Pratama Persadha, Chairman, Communication and Information System Security Research Center (CISSReC), mengatakan resiko media—terutama media arus utama—untuk diserang tetap sama dengan situs pemerintah.
“Yang membedakan rata-rata situs milik instansi pemerintah sering kali kurang dijaga,” ujarnya hari ini Jumat (9/2/2018).
Pratama juga mengatakan tim IT media besar biasanya memang melakukan pengawasan, tapi kelemahan akan tetap ada.

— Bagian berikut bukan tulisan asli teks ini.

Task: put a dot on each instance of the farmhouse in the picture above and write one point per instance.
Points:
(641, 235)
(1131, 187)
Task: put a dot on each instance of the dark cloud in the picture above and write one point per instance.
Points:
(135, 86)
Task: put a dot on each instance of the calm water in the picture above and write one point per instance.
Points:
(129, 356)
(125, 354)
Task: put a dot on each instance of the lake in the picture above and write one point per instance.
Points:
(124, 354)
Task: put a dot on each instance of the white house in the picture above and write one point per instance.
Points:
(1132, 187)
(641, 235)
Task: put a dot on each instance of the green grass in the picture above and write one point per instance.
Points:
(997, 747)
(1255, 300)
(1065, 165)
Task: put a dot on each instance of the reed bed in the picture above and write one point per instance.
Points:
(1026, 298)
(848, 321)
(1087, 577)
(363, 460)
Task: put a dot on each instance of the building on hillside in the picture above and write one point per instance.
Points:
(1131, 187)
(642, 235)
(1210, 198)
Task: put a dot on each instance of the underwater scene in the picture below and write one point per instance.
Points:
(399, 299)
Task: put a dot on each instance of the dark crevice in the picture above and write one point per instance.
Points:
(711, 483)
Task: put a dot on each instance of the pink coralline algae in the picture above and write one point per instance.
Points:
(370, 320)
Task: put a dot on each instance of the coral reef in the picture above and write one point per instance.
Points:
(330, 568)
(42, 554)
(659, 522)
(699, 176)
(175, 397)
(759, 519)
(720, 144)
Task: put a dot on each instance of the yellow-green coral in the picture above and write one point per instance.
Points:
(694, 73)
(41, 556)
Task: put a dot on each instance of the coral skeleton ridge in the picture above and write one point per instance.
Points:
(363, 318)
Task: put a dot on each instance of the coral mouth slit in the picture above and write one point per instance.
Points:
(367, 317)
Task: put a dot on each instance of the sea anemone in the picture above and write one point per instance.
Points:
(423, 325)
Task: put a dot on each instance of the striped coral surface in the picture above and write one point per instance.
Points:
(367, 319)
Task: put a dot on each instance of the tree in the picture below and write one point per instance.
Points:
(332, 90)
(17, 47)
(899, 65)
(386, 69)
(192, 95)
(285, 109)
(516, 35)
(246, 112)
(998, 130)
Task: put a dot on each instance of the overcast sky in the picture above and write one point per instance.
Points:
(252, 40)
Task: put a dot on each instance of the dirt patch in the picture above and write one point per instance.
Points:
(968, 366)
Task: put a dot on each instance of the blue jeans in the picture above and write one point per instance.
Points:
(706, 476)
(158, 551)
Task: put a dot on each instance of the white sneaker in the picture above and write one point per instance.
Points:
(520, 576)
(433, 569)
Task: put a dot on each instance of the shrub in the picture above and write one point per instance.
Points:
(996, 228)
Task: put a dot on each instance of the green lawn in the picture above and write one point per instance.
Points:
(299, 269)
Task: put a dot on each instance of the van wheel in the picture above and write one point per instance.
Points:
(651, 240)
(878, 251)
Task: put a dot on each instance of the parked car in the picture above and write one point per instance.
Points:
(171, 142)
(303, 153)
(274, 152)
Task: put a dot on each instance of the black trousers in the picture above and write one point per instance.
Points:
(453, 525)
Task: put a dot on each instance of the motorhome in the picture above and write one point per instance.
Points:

Tim IT harus melakukan checking setiap hari. “Hari ini aman belum tentu besok aman,” tuturnya.
Pratama--mengutip Edward Snowden—membeberkan pada 2015 ada trend media menjadi sasaran peretasan baik oleh state maupun non-state. Hal ini dikarenakan media arus utama dianggap punya legitimasi mengeluarkan berita yang berpengaruh.
Lebih lanjut ia mencontohkan konflik Saudi dengan Qatar. Saudi pertama kali mengeluarkan sanksi dan ancaman embargo untuk Qatar dengan alasan pemberitaan Qatar News Agency (QNA) yang dinilai Saudi sebagai bentuk keberpihakan Qatar pada blok Iran.
Pihak QNA dan pemerintah Qatar menjelaskan bahwa tidak pernah ada berita yg dimaksud dan itu adalah hasil peretasan.
“Itu menjadi bukti bahwa media juga menjadi salah satu objek dari peretasan. Apalagi dengan era digital, hoaks saja tidak cukup,” ujar Pratama.
Ia menilai keonaran dan instabilitas bisa lahir dari berita yang tidak diproduksi namun muncul di situs (berita) dan juga di media sosial.
Karena itu, Pratama menghimbau agar setiap personil media yang mempunyai akses tinggi ke sistem hatus dipastikan aman dan mengganti passwordnya secara berkalan.
Sebab, biasanya yang pertama kali diincar peretas adalah personil yang mempunyai akses lebih dalam ke sistem untuk membuat kerusakan lebih besar.